Search code examples
javaparsingrdf4j

How to parse a big rdf file in rdf4j


I want to parse a huge file in RDF4J using the following code but I get an exception due to parser limit;

public class ConvertOntology {

    public static void main(String[] args) throws RDFParseException, RDFHandlerException, IOException {

        String file =  "swetodblp_april_2008.rdf";
        File initialFile = new File(file);
        InputStream input = new FileInputStream(initialFile);
        RDFParser parser = Rio.createParser(RDFFormat.RDFXML);
        parser.setPreserveBNodeIDs(true); 
        Model model = new LinkedHashModel();
        parser.setRDFHandler(new StatementCollector(model));
        parser.parse(input, initialFile.getAbsolutePath());
        FileOutputStream out = new FileOutputStream("swetodblp_april_2008.nt");
            RDFWriter writer = Rio.createWriter(RDFFormat.TURTLE, out);
        try {
          writer.startRDF();
          for (Statement st: model) {
                    writer.handleStatement(st);
          }
          writer.endRDF();
        }
        catch (RDFHandlerException e) {
        }
        finally {
          out.close();
        }

    }

The parser has encountered more than "100,000" entity expansions in this document; this is the limit imposed by the application.

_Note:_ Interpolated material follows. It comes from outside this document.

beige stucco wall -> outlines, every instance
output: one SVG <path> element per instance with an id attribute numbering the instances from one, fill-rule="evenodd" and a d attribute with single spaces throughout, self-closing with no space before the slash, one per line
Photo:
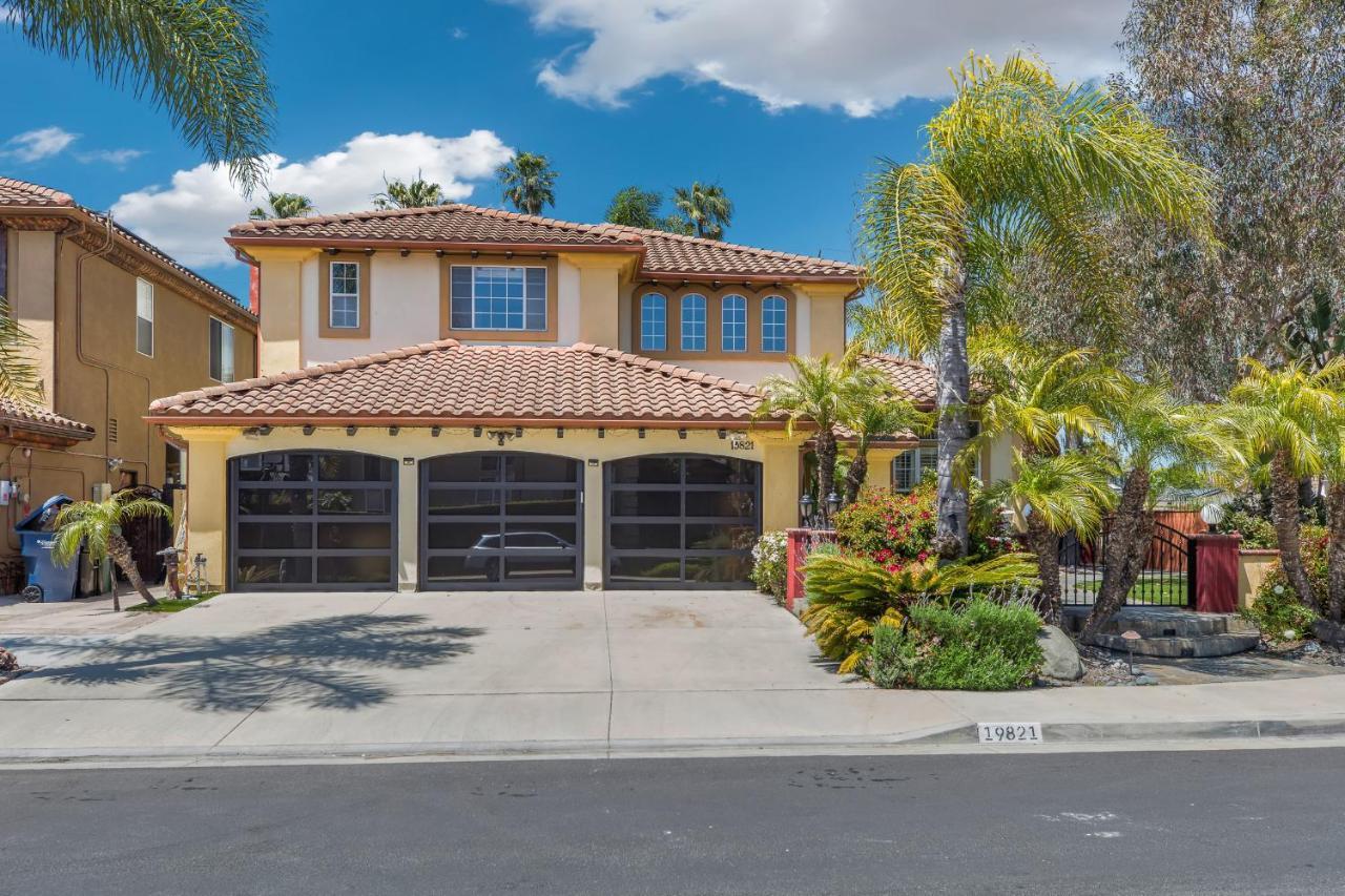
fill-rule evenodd
<path id="1" fill-rule="evenodd" d="M 418 495 L 420 467 L 426 457 L 475 451 L 535 451 L 564 457 L 577 457 L 584 465 L 584 584 L 603 584 L 603 463 L 620 457 L 658 453 L 706 453 L 745 457 L 763 464 L 761 525 L 763 530 L 795 525 L 799 503 L 798 440 L 783 433 L 752 432 L 752 448 L 736 451 L 730 439 L 717 432 L 691 429 L 679 439 L 675 429 L 647 429 L 640 439 L 633 429 L 608 429 L 604 439 L 597 431 L 566 429 L 558 439 L 554 428 L 525 429 L 522 439 L 503 448 L 475 437 L 467 428 L 445 428 L 438 437 L 429 429 L 408 428 L 390 436 L 386 428 L 363 428 L 347 436 L 344 428 L 320 428 L 304 436 L 299 428 L 277 428 L 268 436 L 245 435 L 238 428 L 178 428 L 175 432 L 191 444 L 188 470 L 188 534 L 191 554 L 204 553 L 215 584 L 222 584 L 227 562 L 227 460 L 260 451 L 328 449 L 359 451 L 398 460 L 398 531 L 397 576 L 399 588 L 413 591 L 418 580 Z M 413 464 L 401 463 L 412 459 Z M 597 461 L 590 465 L 589 461 Z"/>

I execute my code as following as suggested on the RDF4J web site to set up the two parameters (as in the following command)

mvn -Djdk.xml.totalEntitySizeLimit=0 -DentityExpansionLimit=0 exec:java

any help please


Solution

  • The error is due to the Apache Xerces XML parser, rather than the default JDK XML parser. So Just delete Xerces XML folder from you .m2 repository and the code works fine.